Cahors was the birthplace of one of the French Popes of Avignon, John XXII. (who is buried in Notre Dame des Doms at Avignon).
XI
ST. CAPRAIS D'AGEN
Agen, with Cahors, Tulle, Limoges, Périgueux, Angoulême, and Poitiers, are, in a way, in a class of themselves with respect to their cathedrals. They have not favoured aggrandizement, or even restoration to the extent of mitigating the sentiment which will always surround a really ancient fabric.
The cathedral at Bordeaux came strongly under the Gothic spell; so did that at Clermont-Ferrand, and St. Nazaire, in the Cité de Carcassonne. But those before-mentioned did not, to any appreciable extent, come under the influence of the new style affected by the architects of the Isle of France during the times of Philippe-Auguste (d. 1223).
At the death of Philippe le Bel (1314), the royal domain was considerably extended, and the cathedrals at Montpellier, Carcassonne, and Narbonne succumbed and took on Gothic features.
The diocese of Agen was founded in the fourth century as a suffragan of Bordeaux. Its first bishop was St. Phérade. To-day the diocese is still under the parent jurisdiction of Bordeaux, and the see comprises the department of Lot-et-Garonne.
A former cathedral church—St. Etienne—was destroyed at the Revolution.
The Romanesque cathedral of St.
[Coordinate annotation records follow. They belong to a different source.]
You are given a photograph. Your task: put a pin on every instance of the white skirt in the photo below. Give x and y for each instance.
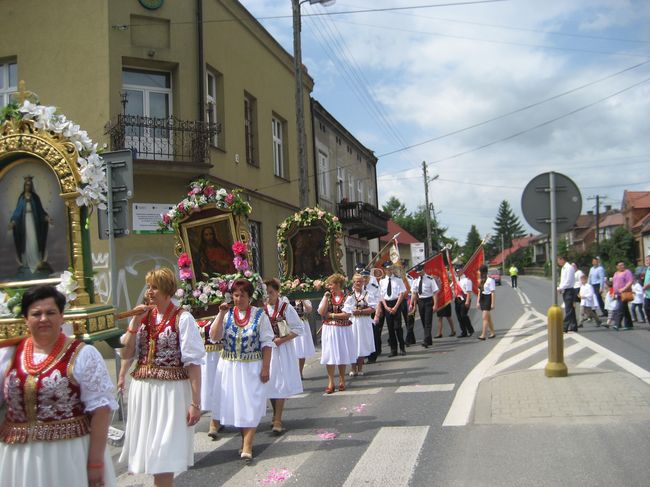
(285, 374)
(41, 463)
(337, 345)
(304, 344)
(364, 338)
(210, 383)
(243, 396)
(157, 438)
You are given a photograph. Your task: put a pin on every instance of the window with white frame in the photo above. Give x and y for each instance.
(8, 81)
(340, 178)
(323, 174)
(279, 147)
(211, 105)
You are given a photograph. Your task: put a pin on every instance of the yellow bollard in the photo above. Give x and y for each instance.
(555, 366)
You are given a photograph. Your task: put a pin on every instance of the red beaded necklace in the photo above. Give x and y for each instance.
(35, 369)
(241, 322)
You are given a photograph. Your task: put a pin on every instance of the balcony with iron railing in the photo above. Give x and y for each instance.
(167, 141)
(363, 219)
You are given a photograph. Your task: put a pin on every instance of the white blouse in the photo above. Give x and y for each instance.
(89, 371)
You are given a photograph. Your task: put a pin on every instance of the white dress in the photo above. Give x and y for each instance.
(364, 338)
(158, 439)
(337, 342)
(285, 378)
(304, 344)
(243, 395)
(63, 462)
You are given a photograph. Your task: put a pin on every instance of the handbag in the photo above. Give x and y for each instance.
(627, 296)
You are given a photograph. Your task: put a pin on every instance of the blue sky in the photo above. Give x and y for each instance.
(398, 78)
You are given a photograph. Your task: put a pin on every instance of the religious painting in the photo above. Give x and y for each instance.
(35, 243)
(307, 252)
(208, 242)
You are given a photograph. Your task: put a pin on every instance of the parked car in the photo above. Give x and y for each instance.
(495, 273)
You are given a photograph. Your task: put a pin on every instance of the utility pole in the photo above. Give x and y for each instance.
(427, 180)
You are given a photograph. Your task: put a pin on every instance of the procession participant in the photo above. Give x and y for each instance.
(567, 279)
(337, 341)
(168, 350)
(59, 398)
(360, 306)
(304, 344)
(486, 302)
(210, 379)
(393, 293)
(425, 291)
(463, 303)
(285, 380)
(245, 363)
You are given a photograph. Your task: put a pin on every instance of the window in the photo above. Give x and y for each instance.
(8, 82)
(279, 147)
(340, 177)
(250, 133)
(323, 174)
(255, 244)
(213, 107)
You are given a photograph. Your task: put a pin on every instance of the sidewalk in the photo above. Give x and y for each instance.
(585, 396)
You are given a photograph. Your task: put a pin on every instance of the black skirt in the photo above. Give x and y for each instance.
(485, 301)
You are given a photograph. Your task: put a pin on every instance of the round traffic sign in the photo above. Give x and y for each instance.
(536, 203)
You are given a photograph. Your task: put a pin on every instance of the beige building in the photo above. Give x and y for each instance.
(347, 186)
(192, 98)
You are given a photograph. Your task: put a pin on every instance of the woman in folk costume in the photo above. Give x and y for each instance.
(337, 340)
(59, 398)
(304, 344)
(210, 379)
(245, 363)
(360, 306)
(285, 377)
(165, 393)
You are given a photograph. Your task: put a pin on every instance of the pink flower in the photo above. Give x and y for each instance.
(239, 247)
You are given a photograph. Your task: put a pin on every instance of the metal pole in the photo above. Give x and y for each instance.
(428, 213)
(553, 234)
(300, 116)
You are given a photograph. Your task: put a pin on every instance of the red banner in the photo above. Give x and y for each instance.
(436, 267)
(471, 268)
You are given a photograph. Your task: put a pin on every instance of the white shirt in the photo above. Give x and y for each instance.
(397, 287)
(429, 286)
(567, 277)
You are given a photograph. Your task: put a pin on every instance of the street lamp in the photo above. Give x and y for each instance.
(300, 107)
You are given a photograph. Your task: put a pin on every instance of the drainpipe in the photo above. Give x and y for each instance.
(201, 62)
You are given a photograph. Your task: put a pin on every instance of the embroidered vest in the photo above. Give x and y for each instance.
(204, 331)
(47, 406)
(336, 308)
(160, 352)
(242, 343)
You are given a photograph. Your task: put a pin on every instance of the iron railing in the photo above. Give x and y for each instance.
(163, 139)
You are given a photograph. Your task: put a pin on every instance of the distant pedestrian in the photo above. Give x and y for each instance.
(514, 272)
(588, 302)
(486, 302)
(597, 281)
(637, 302)
(622, 283)
(567, 280)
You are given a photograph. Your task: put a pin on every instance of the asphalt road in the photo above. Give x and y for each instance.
(389, 427)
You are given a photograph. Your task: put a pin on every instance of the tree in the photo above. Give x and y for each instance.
(506, 224)
(395, 208)
(472, 242)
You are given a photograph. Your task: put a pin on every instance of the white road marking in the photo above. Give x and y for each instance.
(377, 466)
(426, 388)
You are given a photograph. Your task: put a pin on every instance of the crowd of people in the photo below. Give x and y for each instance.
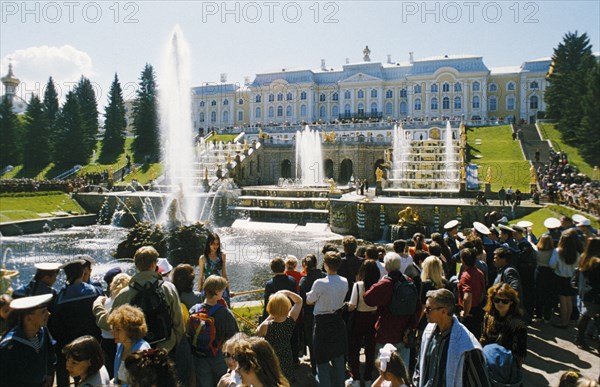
(449, 310)
(564, 184)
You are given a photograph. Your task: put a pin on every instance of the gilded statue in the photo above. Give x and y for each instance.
(408, 216)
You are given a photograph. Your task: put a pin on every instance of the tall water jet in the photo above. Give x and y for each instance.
(176, 125)
(309, 157)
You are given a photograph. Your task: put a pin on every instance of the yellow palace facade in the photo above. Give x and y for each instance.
(419, 90)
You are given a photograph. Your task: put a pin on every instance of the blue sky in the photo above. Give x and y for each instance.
(67, 39)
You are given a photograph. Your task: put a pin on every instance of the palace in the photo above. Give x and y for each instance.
(452, 86)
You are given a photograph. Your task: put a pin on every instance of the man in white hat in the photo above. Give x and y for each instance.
(27, 356)
(44, 278)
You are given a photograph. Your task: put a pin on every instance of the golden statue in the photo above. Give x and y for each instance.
(378, 175)
(408, 216)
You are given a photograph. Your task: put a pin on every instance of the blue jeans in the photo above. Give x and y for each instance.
(209, 370)
(332, 375)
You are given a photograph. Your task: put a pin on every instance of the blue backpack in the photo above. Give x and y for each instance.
(502, 367)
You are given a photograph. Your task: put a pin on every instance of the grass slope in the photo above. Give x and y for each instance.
(549, 132)
(501, 154)
(21, 207)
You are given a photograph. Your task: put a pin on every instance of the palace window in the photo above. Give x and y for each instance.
(533, 102)
(457, 103)
(418, 104)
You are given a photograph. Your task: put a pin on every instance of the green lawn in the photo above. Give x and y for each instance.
(501, 154)
(23, 207)
(549, 132)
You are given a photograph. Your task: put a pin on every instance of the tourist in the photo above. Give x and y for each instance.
(563, 261)
(258, 365)
(309, 263)
(330, 335)
(209, 363)
(183, 279)
(279, 326)
(232, 378)
(392, 371)
(85, 362)
(392, 328)
(45, 276)
(503, 324)
(213, 262)
(128, 326)
(151, 368)
(73, 315)
(362, 328)
(446, 340)
(588, 282)
(27, 355)
(107, 340)
(146, 261)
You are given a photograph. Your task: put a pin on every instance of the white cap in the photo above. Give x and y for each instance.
(525, 223)
(551, 223)
(48, 266)
(164, 267)
(30, 302)
(481, 228)
(451, 224)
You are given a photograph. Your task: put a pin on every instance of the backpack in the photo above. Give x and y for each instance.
(502, 367)
(404, 297)
(203, 332)
(151, 299)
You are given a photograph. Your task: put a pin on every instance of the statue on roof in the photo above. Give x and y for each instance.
(366, 53)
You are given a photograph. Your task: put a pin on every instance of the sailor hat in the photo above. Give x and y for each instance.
(48, 266)
(164, 267)
(481, 228)
(551, 223)
(33, 302)
(451, 224)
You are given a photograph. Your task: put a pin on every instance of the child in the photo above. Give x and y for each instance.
(392, 372)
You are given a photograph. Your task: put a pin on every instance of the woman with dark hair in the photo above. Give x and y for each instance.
(258, 365)
(213, 262)
(564, 260)
(502, 323)
(85, 362)
(363, 327)
(588, 281)
(151, 368)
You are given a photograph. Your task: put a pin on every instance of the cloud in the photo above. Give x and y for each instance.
(34, 65)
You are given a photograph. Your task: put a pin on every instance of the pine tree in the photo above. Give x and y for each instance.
(70, 151)
(52, 110)
(89, 114)
(115, 123)
(571, 63)
(590, 124)
(37, 136)
(10, 135)
(146, 142)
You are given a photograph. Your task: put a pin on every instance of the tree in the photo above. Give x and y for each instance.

Caprais dates, as to its apses and transepts, from the eleventh century.
Its size is not commonly accredited great, but for a fact its nave is over fifty-five feet in width; greater than Chartres, and nearly as great as Amiens in the north.
This is a comparison which will show how futile it is not to take into consideration the peers, compeers, or contemporaries of architectural types when striving to impress its salient features upon one's senses.